Propagation, Production and Transplanting Practices for Native Plants with Landscape Potential
Production of native plants and their use in managed landscapes (residential and commercial landscapes in urban and rural areas) is increasing in the United States and in Idaho. Native plants are used for many reasons, including reduced water and fertilizer inputs. The use of native plants has caught on slowly due to limited availability from wholesale production nurseries. The research to be conducted under this Hatch Proposal will involve examining methods to propagate, produce, or transplant native species, including herbaceous perennials and woody plants that can be used in managed landscapes or for habitat restoration. The goal of the project is to develop propagation techniques or cultural practices that enable nursery stock growers to produce native plants in an economical and environmentally responsible manner. In this research project,
seed propagation along with cutting, grafting, or layering propagation may be used to reproduce native plant species. The type of propagation used will depend on the plant species, its growth characteristics, and production objectives. If plant numbers need to be increased rapidly or a specific plant species is difficult to propagate by conventional means, plant tissue culture will be used.

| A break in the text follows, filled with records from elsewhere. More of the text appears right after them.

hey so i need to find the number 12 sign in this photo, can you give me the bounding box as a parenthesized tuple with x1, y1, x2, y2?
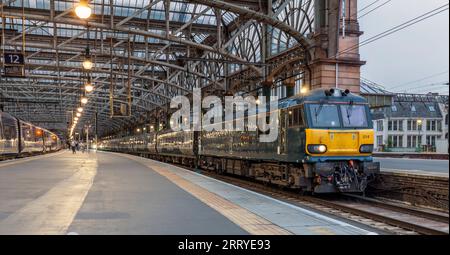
(3, 53, 25, 77)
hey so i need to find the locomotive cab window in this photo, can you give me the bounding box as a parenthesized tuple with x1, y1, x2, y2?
(340, 105, 369, 128)
(309, 104, 341, 128)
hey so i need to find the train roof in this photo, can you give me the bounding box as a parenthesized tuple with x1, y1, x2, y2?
(279, 88, 368, 109)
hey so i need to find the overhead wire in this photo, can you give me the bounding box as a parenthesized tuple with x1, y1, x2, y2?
(390, 71, 449, 91)
(358, 0, 393, 19)
(333, 3, 449, 59)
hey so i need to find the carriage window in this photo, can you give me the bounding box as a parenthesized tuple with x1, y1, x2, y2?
(340, 105, 369, 128)
(1, 117, 17, 140)
(3, 125, 16, 140)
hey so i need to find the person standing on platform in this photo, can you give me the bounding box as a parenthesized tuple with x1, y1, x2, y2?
(71, 140, 76, 154)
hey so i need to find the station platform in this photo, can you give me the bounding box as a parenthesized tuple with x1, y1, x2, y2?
(375, 157, 449, 177)
(0, 151, 375, 235)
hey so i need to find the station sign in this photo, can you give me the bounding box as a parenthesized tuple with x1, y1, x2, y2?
(2, 53, 25, 77)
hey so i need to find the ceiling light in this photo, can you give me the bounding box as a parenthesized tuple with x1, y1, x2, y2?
(85, 82, 94, 92)
(75, 0, 92, 19)
(82, 58, 93, 70)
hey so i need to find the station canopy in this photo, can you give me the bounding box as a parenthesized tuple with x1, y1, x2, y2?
(0, 0, 316, 138)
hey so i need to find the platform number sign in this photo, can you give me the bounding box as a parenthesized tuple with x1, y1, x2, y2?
(5, 53, 24, 65)
(2, 53, 25, 77)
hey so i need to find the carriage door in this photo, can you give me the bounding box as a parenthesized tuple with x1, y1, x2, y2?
(278, 109, 288, 155)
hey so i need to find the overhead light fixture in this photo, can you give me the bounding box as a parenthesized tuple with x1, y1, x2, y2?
(74, 117, 79, 121)
(77, 107, 84, 113)
(300, 87, 309, 94)
(76, 112, 82, 117)
(82, 48, 94, 70)
(82, 58, 93, 70)
(85, 82, 94, 93)
(81, 97, 88, 104)
(75, 0, 92, 19)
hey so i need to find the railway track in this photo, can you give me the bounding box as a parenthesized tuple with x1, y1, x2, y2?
(191, 167, 449, 235)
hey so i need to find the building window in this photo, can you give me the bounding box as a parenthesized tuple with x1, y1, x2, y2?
(388, 120, 403, 131)
(388, 135, 403, 148)
(376, 120, 383, 131)
(426, 135, 437, 147)
(427, 120, 438, 131)
(428, 105, 436, 112)
(391, 105, 398, 112)
(407, 135, 419, 148)
(377, 135, 383, 146)
(411, 105, 416, 112)
(407, 120, 418, 131)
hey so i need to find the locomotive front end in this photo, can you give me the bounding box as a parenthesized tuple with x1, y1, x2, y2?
(303, 89, 380, 193)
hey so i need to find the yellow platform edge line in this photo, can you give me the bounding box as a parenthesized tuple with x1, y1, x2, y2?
(120, 154, 293, 235)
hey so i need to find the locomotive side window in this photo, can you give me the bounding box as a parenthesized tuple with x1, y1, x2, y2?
(288, 107, 304, 127)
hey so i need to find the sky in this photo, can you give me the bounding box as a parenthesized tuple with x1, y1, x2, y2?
(358, 0, 449, 95)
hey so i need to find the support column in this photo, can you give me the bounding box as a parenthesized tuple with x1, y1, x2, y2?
(307, 0, 364, 94)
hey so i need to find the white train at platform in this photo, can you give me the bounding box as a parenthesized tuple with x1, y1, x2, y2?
(0, 111, 62, 159)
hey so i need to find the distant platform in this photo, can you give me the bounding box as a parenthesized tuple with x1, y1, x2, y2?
(0, 150, 375, 235)
(374, 152, 449, 160)
(375, 157, 449, 176)
(381, 168, 449, 178)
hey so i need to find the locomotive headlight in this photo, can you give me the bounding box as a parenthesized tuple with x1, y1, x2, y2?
(307, 144, 327, 154)
(360, 144, 374, 153)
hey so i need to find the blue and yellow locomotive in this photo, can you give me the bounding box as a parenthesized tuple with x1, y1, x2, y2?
(100, 88, 380, 194)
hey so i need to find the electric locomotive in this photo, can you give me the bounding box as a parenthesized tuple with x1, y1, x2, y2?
(100, 88, 380, 194)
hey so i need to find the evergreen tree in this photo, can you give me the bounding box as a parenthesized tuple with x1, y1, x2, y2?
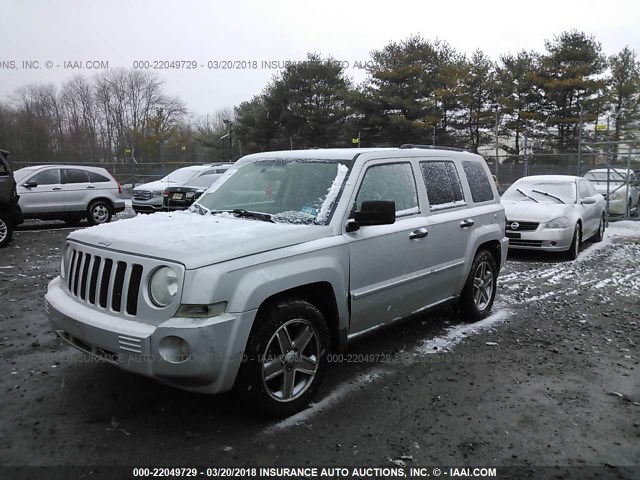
(607, 46, 640, 160)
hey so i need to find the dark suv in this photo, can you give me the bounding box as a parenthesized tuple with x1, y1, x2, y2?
(0, 149, 24, 247)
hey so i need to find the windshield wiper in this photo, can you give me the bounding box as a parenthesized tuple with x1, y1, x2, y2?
(516, 188, 539, 203)
(231, 209, 274, 223)
(532, 189, 565, 204)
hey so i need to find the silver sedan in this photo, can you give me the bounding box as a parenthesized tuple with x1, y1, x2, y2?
(501, 175, 606, 260)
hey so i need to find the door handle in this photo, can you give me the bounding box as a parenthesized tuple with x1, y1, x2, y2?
(52, 187, 62, 191)
(460, 219, 475, 228)
(409, 228, 429, 239)
(86, 185, 95, 189)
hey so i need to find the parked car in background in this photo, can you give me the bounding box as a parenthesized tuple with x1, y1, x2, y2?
(14, 165, 124, 226)
(584, 168, 639, 216)
(45, 146, 508, 416)
(163, 164, 232, 211)
(502, 175, 606, 260)
(0, 149, 24, 247)
(132, 164, 233, 214)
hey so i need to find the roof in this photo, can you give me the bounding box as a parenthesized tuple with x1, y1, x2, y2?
(515, 175, 581, 183)
(241, 146, 482, 163)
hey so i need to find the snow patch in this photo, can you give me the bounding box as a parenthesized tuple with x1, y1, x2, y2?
(263, 368, 386, 434)
(417, 309, 511, 354)
(316, 163, 348, 223)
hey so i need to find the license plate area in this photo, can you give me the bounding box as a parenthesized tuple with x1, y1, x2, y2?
(172, 193, 184, 200)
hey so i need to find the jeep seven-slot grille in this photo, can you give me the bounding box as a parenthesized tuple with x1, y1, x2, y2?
(67, 248, 143, 316)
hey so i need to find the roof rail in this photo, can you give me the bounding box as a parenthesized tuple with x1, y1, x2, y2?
(399, 144, 468, 152)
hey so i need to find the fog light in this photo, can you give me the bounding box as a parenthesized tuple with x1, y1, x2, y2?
(158, 336, 191, 363)
(550, 241, 557, 246)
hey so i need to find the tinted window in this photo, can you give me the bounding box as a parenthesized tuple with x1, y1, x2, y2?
(64, 169, 91, 184)
(421, 161, 465, 209)
(31, 169, 61, 185)
(89, 171, 111, 183)
(355, 163, 418, 216)
(462, 161, 494, 203)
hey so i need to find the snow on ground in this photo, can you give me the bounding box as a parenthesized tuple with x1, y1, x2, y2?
(415, 309, 512, 354)
(263, 368, 386, 434)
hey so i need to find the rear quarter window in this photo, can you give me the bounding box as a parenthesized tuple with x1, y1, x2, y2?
(89, 171, 111, 183)
(462, 160, 495, 203)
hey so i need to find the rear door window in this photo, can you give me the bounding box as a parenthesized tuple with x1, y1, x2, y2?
(63, 169, 91, 184)
(462, 161, 495, 203)
(420, 161, 465, 210)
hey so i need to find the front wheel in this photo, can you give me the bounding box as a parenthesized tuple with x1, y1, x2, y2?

Cultural practices, such as growing native plants in potting mixes made with agricultural wastes or root pruning conifers, will also be examined in this study. The expected outcomes are that improved propagation and production techniques will be developed for native plant species (herbaceous or woody plants) that will allow nursery stock producers in Idaho and the region to improve their production practices while reducing economic costs and environmental impacts. Other outcomes of the research work
are refereed journal publications that will publicize improved propagation and production practices. The impact of this research is that growers will be able to save money while producing more species of native plants that they can sell to the public, and growers can reduce their use of valuable resources (water, fertilizers, and labor) while producing quality plants.